One of the challenges our magazine faces each month is catering to the needs of a diverse readership of growers, not only in terms of crop or region, but also in acreage and income. Some of you may operate on thousands of acres and bring in millions each year, while others get by on just a few acres.
No matter what your size, though, each of you is providing a service to consumers and filling a specific need in the industry. So here’s a question: What would happen if you were told you were no longer considered a farmer?
That is actually what could happen later this year, based on a report in the Kiplinger Agriculture Letter. According to Kiplinger’s, which publishes the latest commodity outlooks for agriculture and agribusiness, USDA is expected to redefine farms as operations with $5,000 to $10,000 in annual sales, up from the previous standard of $1,000, which has been in place since 1975. Based on Kiplinger’s assessments, about 55% of today’s farms would no longer be called farms. In fact, there’s a chance the bar could actually be set as high as $50,000, which would certainly be a detriment to small-acreage operations.
Let’s Hear It For The Little Guy
On the surface, this might not seem like that big a deal. As long as you’re able to continue selling fruit at a roadside stand, or supply a local packer with a consistent crop, it’s hard for anyone to say that you’re not a farmer.

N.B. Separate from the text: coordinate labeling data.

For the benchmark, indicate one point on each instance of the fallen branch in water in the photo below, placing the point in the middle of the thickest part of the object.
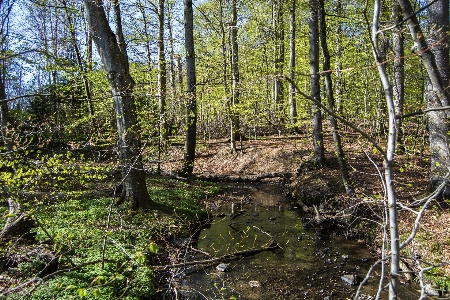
(226, 257)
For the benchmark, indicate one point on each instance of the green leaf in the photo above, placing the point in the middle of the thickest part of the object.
(119, 277)
(140, 257)
(153, 248)
(82, 292)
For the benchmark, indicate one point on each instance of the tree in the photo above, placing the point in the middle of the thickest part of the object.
(278, 52)
(191, 118)
(292, 29)
(436, 95)
(112, 52)
(235, 127)
(329, 92)
(438, 23)
(399, 71)
(315, 82)
(162, 77)
(388, 158)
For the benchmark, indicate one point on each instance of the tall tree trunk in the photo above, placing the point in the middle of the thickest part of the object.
(315, 83)
(338, 64)
(119, 30)
(388, 162)
(115, 62)
(171, 54)
(225, 62)
(191, 118)
(278, 54)
(292, 28)
(4, 114)
(73, 40)
(235, 126)
(438, 23)
(329, 90)
(436, 96)
(141, 8)
(162, 77)
(399, 72)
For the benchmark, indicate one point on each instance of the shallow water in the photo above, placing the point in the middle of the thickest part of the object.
(308, 265)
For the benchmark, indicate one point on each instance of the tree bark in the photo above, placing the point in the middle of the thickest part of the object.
(115, 62)
(329, 90)
(292, 28)
(235, 127)
(436, 97)
(399, 71)
(388, 162)
(278, 54)
(191, 119)
(315, 83)
(73, 37)
(438, 24)
(162, 77)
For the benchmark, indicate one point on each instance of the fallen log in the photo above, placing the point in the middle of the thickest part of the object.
(227, 257)
(232, 178)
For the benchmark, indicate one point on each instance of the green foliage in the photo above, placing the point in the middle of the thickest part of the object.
(76, 230)
(438, 278)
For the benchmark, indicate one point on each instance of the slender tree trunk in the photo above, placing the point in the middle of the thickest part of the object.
(73, 36)
(319, 149)
(329, 90)
(292, 29)
(119, 30)
(115, 62)
(235, 126)
(436, 97)
(399, 72)
(4, 114)
(225, 67)
(171, 54)
(278, 53)
(388, 160)
(338, 64)
(191, 119)
(141, 8)
(438, 23)
(162, 77)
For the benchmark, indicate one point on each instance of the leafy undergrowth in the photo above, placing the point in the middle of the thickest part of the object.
(109, 250)
(431, 246)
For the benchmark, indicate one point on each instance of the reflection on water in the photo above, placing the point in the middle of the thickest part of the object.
(308, 265)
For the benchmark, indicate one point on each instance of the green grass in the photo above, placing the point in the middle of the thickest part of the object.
(75, 231)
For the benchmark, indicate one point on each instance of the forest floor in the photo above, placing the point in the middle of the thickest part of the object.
(287, 153)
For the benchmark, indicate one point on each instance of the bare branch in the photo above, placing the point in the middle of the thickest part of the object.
(343, 120)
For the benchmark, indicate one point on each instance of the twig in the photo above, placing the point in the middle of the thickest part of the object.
(40, 280)
(225, 257)
(368, 275)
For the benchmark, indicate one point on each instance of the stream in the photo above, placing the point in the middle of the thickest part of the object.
(309, 264)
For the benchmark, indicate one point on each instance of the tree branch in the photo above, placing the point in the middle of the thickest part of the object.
(351, 125)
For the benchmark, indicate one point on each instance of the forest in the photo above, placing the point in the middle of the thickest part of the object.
(130, 129)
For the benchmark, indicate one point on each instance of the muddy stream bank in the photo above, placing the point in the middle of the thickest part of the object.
(309, 263)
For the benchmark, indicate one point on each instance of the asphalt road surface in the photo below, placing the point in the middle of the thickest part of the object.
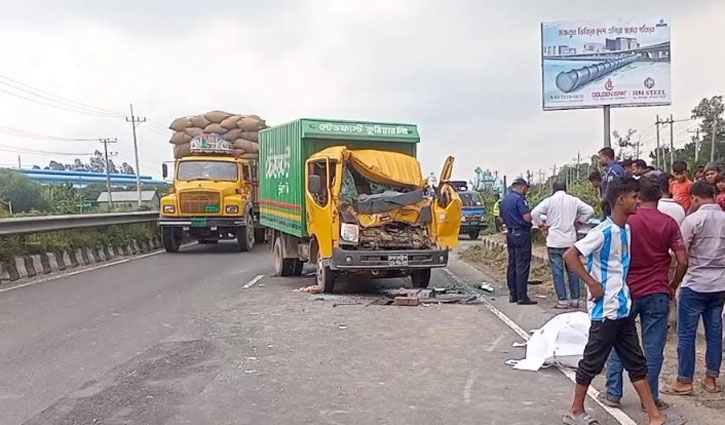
(176, 338)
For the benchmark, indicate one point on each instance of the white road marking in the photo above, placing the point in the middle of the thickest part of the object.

And if consumers are buying directly from you, they’re bound to think the same thing.
However, if the legal definition of a farm is changed, those very small growers out there could be on the outside looking in when it comes to farm loans, conservation aid, disaster relief, or other federal funding. Even if you don’t rely on farming for all of your income, you may be interested in getting involved with conservation programs. There’s also the chance that severe weather could damage part of your operation (it seems like we’ve seen a lot of that already this year), and if this classification were to go into effect, it would make it more difficult for you to recover your losses.
There are other implications that changing the definition of a “farm” could have as well. With small, lower-income farms out of the equation, the overall acreage numbers for U.S. crop production will likely decline, which could lead to cuts in the amount of research funding allocated for the industry.

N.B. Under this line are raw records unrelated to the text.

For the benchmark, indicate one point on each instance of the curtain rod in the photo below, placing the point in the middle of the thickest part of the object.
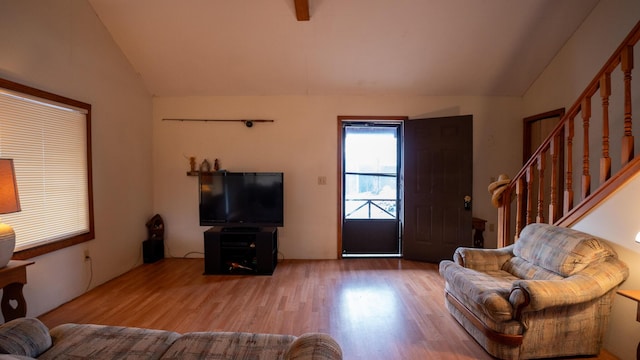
(247, 122)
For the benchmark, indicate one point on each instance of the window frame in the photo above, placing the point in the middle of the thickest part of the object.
(54, 245)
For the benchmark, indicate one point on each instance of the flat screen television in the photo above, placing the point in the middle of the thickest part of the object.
(241, 199)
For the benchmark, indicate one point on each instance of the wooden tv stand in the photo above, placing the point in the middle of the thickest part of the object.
(240, 250)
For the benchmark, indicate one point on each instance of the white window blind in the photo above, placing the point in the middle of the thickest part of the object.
(48, 143)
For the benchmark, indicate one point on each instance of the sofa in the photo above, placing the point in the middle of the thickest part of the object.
(547, 295)
(28, 338)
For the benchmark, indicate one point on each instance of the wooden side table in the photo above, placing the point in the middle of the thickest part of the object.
(635, 296)
(12, 279)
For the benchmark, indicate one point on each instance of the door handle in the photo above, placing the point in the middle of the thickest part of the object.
(467, 202)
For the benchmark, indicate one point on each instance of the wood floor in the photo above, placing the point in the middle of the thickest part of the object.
(375, 308)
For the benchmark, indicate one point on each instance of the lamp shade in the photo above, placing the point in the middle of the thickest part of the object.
(9, 200)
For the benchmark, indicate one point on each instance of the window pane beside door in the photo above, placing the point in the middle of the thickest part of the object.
(370, 182)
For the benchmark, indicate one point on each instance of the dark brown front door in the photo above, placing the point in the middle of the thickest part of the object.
(438, 175)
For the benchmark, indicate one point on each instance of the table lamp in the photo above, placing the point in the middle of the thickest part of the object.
(9, 203)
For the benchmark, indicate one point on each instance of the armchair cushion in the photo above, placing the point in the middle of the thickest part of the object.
(561, 250)
(24, 336)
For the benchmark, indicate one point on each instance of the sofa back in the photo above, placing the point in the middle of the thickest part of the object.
(560, 250)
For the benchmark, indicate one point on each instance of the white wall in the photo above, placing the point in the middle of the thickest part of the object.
(61, 46)
(615, 220)
(302, 143)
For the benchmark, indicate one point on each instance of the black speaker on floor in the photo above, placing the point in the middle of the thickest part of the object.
(152, 250)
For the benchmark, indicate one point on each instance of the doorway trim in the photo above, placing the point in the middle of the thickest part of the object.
(341, 119)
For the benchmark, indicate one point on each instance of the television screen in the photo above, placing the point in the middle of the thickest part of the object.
(241, 199)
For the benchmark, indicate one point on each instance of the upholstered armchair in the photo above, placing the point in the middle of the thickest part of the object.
(548, 295)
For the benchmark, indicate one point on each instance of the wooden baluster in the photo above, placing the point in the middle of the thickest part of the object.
(504, 218)
(519, 207)
(605, 160)
(541, 164)
(568, 191)
(626, 60)
(586, 116)
(553, 206)
(529, 175)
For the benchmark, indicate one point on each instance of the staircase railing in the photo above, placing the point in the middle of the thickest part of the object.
(545, 189)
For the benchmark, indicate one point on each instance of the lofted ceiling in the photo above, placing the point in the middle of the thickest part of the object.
(347, 47)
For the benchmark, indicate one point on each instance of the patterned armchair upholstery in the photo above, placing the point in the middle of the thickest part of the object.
(547, 295)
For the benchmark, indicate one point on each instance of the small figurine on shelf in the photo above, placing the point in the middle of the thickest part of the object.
(205, 166)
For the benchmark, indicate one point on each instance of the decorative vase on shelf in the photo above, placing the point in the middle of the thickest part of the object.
(9, 203)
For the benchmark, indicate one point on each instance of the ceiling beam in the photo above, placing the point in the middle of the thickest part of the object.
(302, 10)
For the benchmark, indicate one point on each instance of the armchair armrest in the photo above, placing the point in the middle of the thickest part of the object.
(482, 259)
(591, 283)
(314, 346)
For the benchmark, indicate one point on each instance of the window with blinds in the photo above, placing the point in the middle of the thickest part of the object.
(47, 136)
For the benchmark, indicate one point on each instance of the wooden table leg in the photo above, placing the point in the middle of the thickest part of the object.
(13, 292)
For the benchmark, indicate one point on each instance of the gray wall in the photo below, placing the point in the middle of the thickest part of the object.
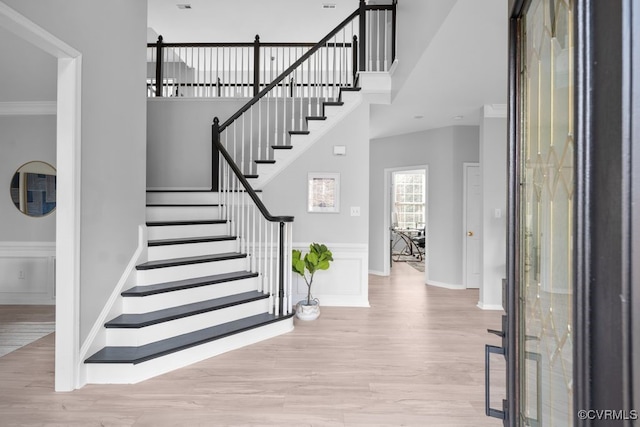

But perhaps the most significant effect lies in the local food movement. We’ve talked at great length about how this trend is really much more than a trend by now; it’s a way of doing business for many growers. In fact, many of the growers looking to capitalize on the local craze are smaller companies, who have the ability to target their surrounding communities. And with more and more consumers looking for in-season produce fresh from the nearest farm, the relationship is a symbiotic one. Putting these small farms at risk is surely not the best strategy.

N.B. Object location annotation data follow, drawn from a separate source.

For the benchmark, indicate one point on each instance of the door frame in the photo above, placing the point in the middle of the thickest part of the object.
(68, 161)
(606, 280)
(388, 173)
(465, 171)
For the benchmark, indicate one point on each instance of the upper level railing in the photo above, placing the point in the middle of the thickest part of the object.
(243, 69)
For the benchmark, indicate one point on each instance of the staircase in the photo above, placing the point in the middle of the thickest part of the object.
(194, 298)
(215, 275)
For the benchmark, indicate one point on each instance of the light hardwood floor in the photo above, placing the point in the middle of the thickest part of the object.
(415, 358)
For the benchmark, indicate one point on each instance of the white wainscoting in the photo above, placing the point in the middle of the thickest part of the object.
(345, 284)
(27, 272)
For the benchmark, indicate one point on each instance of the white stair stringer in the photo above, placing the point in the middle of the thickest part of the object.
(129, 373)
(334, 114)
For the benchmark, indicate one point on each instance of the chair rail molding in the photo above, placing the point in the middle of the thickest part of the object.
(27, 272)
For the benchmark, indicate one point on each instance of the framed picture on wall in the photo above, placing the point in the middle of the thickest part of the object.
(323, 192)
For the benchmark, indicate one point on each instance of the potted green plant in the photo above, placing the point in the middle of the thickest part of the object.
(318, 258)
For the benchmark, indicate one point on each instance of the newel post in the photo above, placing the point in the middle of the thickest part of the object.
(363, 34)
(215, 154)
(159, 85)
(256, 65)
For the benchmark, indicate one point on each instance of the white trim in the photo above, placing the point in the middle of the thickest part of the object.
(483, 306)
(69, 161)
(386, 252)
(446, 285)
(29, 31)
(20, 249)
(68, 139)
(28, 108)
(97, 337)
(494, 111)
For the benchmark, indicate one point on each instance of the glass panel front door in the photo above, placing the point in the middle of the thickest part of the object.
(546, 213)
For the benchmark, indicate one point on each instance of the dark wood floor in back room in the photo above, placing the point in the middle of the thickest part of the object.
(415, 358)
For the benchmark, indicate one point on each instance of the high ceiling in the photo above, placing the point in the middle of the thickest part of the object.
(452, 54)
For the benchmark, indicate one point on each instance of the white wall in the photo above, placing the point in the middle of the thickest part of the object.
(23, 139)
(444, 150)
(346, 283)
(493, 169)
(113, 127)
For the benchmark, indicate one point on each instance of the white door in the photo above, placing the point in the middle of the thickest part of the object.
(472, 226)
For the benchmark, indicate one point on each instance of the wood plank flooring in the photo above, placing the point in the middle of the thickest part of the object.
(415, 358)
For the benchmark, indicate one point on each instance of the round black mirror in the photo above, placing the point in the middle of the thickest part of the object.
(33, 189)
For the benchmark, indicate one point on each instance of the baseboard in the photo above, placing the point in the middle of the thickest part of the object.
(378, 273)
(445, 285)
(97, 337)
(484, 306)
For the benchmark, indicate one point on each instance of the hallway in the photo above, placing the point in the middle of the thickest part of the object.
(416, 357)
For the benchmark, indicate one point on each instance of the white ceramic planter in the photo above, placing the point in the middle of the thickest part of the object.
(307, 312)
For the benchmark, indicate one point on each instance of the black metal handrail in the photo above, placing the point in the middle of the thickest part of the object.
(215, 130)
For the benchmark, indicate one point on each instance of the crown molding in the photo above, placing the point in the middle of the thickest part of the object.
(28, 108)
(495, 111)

We all know that growing operations both large and small make their own contributions to the agriculture industry. However, when you look closely, it is the smaller farms that are often the ones most closely tied to consumers and their local townships. Not to offend those large growers out there, but when the average consumer thinks of a fruit farm, they most likely envision a place where they can go and pick fresh strawberries, walk through a corn maze, and buy an apple pie. Let’s hope this proposed “redefinition” of a farm doesn’t hurt that image.